Due to the funeral of this man he never met, Strangeways is the only one in the office, along with PC Asha James (Aasiya Shah), when Cairns arrives in a cold rage because his now-dead predecessor has closed the case without solving who killed her child. He puts her off, covering for the station and the man who worked here before him, even as it becomes clear nothing was actually done about this case
He's also talking to his therapist, Dr. Blout (Nathaniel Parker), in a scene that soon becomes clear is one after the fact. He's the narrator of this story and (despite the show's pedigree suggesting otherwise) the central figure. It might seem like an odd choice for a standalone series. But as fans already know, this isn't a one-and-done. BritBox, which commissioned the series, is already doing a second one starring Strangeways to turn him and his determined to do the right thing detective into a running series. And the setup works well. After all, in a town this small, it's not really policing; it's social work, with Strangeway's underlings, like Vincent O'Brien (Douggie McMeekin) busting teens for peddling fake IDs.
No wonder Strangeways' incompetent predecessor couldn't handle the only case of interest when it landed on his island. Nor should it be a surprise that it's the only one Strangeways cares about, and that given a chance to see where the hit and run happened, he makes O'Brien stop the car. Cairns' case has become the only thing that distracts him from the ongoing PTSD, tied to the death of his colleague, who we learn was shot in the face during an incident on the job.
Meanwhile, despite centering Strangeways, the show does follow Cairns as well. Upon returning to London, she gives up her job as a teacher, cashes out her saving, changes her name, and declares she's becoming a crime writer. Haircuts and a new home follow to a nice cottage on (where else) the Isle of Wight. While Strangeways pokes about at the case on one side of the Isle, on the other, she starts watching the traffic and asking questions of the neighbors, the garages, tracking every lead.

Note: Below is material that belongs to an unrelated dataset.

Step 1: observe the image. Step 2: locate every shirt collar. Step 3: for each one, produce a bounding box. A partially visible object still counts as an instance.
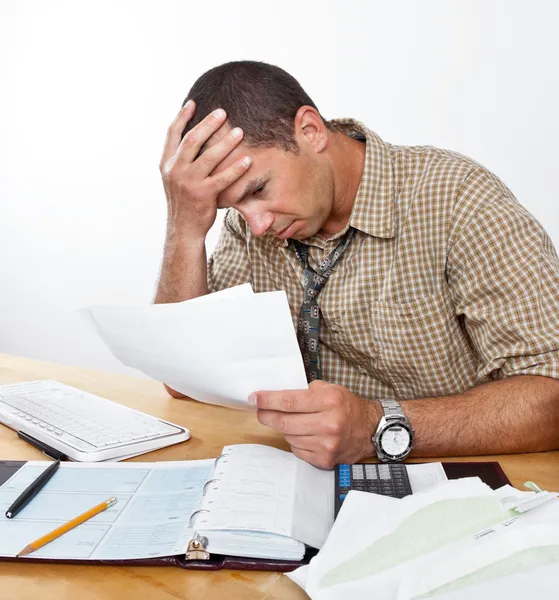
[265,118,395,246]
[332,119,395,238]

By the end of the hour, Carins has tracked down the person she believes is the now-ex-girlfriend of the man who killed her child, Lena (Mia Tomlinson). Under her writer's guise, she ingratiates herself with the innocent thing, gets her drunk, and breaks into her phone, discovering the contact info for "George," the same name as seen on the vanity license plate on a speeding roadster roaring around the island. If the cops don't help, she'll do it herself.
Except, of course, there is one cop who hasn't let it go. Strangeways even makes a point of checking in on Carins when he heads to London for the memorial service for his deceased colleague. So now we have someone who knows that she's left it all behind, with an apartment sitter who is long-term keeping up appearances in London, while Cairns plots her way to killing the man who took her only child from her. Hopefully, in the next episode, we'll meet him.